Sao Paulo. – Demonstrators occupied Brazil’s finance ministry, flooded the center of Sao Paulo and went on strike in a string of cities on Wednesday to protest reforms to the cash-strapped country’s pension system.

The biggest demonstration took place in the financial powerhouse Sao Paulo, where thousands of people filled a section of the main avenue.

Addressing a cheering crowd organisers said numbered up to 80 000 people, the fiery former leftist president Luiz Inacio Lula da Silva said the government wants to “end the achievements of the working class over the past years.”

“The people will only stop when they choose a government democratically,” he said, alluding to the impeachment of his chosen successor Dilma Rousseff last year, which installed the current center-right President Michel Temer in office. Lula leads the polls ahead of elections next year.

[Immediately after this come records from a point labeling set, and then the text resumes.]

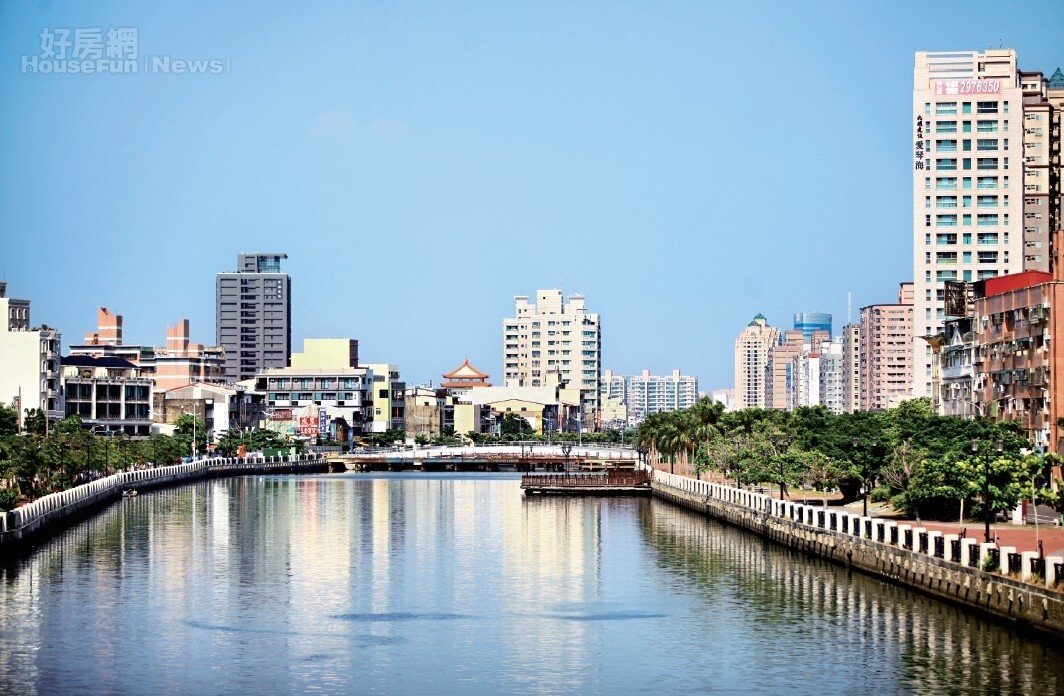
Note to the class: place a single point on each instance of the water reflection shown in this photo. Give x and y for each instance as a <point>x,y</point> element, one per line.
<point>460,584</point>
<point>893,639</point>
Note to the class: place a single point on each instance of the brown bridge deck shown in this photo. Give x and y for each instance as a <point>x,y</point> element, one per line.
<point>615,482</point>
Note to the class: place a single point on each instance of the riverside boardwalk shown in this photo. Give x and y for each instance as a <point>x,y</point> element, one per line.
<point>608,483</point>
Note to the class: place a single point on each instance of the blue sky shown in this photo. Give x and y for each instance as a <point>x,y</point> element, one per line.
<point>684,165</point>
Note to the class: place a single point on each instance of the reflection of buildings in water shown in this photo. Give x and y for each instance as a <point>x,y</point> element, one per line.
<point>551,558</point>
<point>940,647</point>
<point>319,550</point>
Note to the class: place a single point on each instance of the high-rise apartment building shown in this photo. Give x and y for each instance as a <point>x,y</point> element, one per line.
<point>751,363</point>
<point>782,380</point>
<point>985,179</point>
<point>886,351</point>
<point>851,368</point>
<point>832,375</point>
<point>254,315</point>
<point>30,363</point>
<point>555,336</point>
<point>645,394</point>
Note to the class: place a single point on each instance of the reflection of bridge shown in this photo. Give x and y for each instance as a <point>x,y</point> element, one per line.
<point>517,457</point>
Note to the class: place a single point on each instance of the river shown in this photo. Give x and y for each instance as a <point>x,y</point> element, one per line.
<point>458,584</point>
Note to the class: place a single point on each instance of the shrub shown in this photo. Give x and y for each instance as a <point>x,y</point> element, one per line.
<point>9,498</point>
<point>880,494</point>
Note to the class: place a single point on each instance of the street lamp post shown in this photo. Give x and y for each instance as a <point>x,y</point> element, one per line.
<point>986,484</point>
<point>865,483</point>
<point>566,448</point>
<point>193,414</point>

In Sao Paulo, a strike by metro and bus workers in Sao Paulo earlier had paralysed the morning rush hour.

‘‘We’re on strike for the future of the country’’

During a dramatic protest in the capital Brasilia, hundreds of activists burst into the finance ministry before the start of the workday, occupying the building until late afternoon. Police said they vandalised the ministry and broke windows.

Staff at public schools in Rio de Janeiro also went on strike, trash collectors stopped work in Curitiba and the metro was shut down in Belo Horizonte, according to the news portal G1.

Rio’s protest ended in turmoil when some demonstrators clashed with the police, who threw tear gas and stun grenades, Globo TV reported.

The unrest in more than 20 cities marked the most serious challenge in the streets so far to Temer’s attempts to tame the budget and restore an economy mired in two straight years of recession.

“We’re on strike for the future of the country,” said Rio teacher Mirna Aragon at a protest with thousands of other people. “The rights of workers have been thrown in the gutter.”

Question of rights

A provision to set the retirement age at 65 is central to the pension reform – a shock to a country where many are able to draw pensions at 54.

That reform is needed to prevent the pension system’s “collapse,” the hugely unpopular Temer said in an address on Wednesday. – AFP.